Risks of Social Networking and Collaborative Tools
The survey revealed that Chinese companies are more concerned about the risk associated with the use of social networking and collaborative tools by employees, e.g. leakage of company sensitive data or information to outsiders through the use of social networking tools. The survey shows that 57% of respondents in China said their organisation has implemented security technologies supporting Web 2.0 exchanges (potentially through some form of content monitoring device tracking data traffic across the company's network and perimeter), as compared to 40% globally. And 33% of China respondents have established security policies that address the use of social networks or Web 2.0 technologies as compared to 23% globally.
"Although China is ahead of the curve, the excessive use of content monitoring devices as a security technology mitigating the risk of Web 2.0 exchanges without the appropriate data privacy policies in place can raise data privacy concerns among employees," says Charlie Fu, a Partner at PwC China's Risk and Controls Solutions (RCS) practice based in Shanghai.

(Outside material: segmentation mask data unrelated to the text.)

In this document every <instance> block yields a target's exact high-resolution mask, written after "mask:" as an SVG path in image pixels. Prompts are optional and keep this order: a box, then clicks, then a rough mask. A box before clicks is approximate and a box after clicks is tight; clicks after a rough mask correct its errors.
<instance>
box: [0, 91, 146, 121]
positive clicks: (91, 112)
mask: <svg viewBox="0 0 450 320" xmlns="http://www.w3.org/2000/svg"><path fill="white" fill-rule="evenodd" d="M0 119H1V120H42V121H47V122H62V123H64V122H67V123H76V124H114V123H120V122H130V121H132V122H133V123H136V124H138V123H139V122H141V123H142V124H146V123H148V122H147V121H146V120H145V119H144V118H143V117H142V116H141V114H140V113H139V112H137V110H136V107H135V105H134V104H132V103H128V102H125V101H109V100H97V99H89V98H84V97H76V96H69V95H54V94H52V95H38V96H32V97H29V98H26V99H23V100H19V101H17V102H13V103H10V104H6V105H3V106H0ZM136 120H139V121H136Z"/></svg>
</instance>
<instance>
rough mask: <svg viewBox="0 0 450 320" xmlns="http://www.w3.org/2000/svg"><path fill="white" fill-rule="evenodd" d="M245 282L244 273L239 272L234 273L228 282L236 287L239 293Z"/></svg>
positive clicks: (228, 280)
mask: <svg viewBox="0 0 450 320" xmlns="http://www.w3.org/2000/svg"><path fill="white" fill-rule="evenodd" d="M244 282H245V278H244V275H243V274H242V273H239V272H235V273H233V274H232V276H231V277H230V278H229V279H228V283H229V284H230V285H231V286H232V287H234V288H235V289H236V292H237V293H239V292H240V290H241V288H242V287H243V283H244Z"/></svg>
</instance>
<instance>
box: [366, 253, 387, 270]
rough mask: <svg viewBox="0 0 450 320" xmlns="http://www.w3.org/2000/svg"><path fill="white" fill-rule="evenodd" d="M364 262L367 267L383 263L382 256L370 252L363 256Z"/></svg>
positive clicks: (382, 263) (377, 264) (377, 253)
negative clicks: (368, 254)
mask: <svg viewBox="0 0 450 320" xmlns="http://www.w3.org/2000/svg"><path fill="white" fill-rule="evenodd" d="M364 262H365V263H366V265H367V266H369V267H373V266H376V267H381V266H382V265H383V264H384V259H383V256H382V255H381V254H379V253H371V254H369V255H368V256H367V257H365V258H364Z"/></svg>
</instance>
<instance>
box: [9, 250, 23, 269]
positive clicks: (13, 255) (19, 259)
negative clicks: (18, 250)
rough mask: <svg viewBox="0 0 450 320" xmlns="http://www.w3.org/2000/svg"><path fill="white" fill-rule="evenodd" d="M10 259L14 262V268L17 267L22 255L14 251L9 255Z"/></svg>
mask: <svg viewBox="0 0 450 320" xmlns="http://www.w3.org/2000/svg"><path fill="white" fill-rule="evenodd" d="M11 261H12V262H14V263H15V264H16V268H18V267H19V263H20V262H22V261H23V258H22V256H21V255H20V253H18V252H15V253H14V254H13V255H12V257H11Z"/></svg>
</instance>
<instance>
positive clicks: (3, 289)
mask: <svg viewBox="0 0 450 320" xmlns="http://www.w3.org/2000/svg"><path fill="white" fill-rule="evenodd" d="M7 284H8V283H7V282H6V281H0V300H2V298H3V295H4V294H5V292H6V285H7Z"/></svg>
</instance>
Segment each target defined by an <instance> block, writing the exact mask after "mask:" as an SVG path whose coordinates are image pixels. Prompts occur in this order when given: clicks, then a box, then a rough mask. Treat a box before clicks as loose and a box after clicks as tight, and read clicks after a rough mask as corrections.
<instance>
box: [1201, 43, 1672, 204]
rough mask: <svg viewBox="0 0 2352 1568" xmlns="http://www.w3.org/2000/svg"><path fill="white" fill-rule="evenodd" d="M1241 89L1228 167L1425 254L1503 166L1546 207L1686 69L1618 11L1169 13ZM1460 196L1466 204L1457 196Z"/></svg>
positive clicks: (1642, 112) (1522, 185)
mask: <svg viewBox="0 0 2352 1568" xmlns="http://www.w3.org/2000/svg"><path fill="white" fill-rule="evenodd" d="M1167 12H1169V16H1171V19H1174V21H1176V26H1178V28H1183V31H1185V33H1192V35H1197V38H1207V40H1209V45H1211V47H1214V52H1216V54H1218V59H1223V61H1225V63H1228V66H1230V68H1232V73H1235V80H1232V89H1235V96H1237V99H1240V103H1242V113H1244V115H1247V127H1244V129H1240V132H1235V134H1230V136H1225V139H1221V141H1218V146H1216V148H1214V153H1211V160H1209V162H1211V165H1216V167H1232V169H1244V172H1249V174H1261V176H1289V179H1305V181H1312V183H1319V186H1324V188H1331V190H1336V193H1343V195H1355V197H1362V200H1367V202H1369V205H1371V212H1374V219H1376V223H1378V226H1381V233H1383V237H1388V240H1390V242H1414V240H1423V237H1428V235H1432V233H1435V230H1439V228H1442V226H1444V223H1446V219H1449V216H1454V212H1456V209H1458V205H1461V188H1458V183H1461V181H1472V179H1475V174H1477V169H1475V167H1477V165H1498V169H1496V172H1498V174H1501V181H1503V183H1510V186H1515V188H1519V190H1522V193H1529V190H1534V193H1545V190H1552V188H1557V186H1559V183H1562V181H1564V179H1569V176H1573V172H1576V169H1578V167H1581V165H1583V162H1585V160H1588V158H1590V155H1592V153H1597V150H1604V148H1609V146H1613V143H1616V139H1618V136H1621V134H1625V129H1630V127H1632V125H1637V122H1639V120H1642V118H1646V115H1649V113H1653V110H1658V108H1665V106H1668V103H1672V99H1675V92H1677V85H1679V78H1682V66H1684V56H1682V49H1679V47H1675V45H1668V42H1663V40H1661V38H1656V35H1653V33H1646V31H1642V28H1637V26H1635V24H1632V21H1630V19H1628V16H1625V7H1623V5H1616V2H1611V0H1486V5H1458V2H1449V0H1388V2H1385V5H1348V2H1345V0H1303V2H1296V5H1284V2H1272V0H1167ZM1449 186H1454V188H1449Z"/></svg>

In China, visibility over security incidents have seen a significant improvement, with the number of respondents reporting that they could not identify the types of security incidents affecting them dropping 19% from the previous year to just 15%. This is well ahead of the curve, with the global figure at 34% and the Asia region at 26%.
The study also finds that as companies gain a much clearer perspective on the actual extent of security incidents, they're discovering that the greatest compromises are to data. In fact, the number of respondents in China reporting data loss or leakage has increased from 40% in 2009 to 45% in 2010 which is substantially higher than global survey (27%).
The impact of security breaches or data loss incidents on business has risen to significant levels. Hackers were among the fastest-growing category of suspects. This was true globally and in China. Not surprisingly, what are likely to be more suspected in China (than its global counterparts) are hackers and former employees, which explains why Chinese or multi-national companies operating in China have become increasingly concerned about leakage of confidential company data through former employees (or current employees who may become former employees in the near future) working in collaboration with external hackers.
Not much has changed from last year when we asked respondents if their business partners, suppliers or service providers have been affected by weakened economic conditions. The study reveals that Chinese respondents are still concerned that their suppliers (65% in 2009, 68 % in 2010) and business partners (73% in 2009, 70% in 2010) have been weakened by economic conditions.
The survey further says that around 85% of the respondents in China have a contingency plan in relation to security incident, a figure much higher than global (58%). However, among the respondents, only half of them (52%) think that the plans are effective. The satisfactory rate is lower than the global results (63%). According to the survey results, the main principal reasons are due to incomplete plan (58%), lack of training (53%), and lack of management support (54%).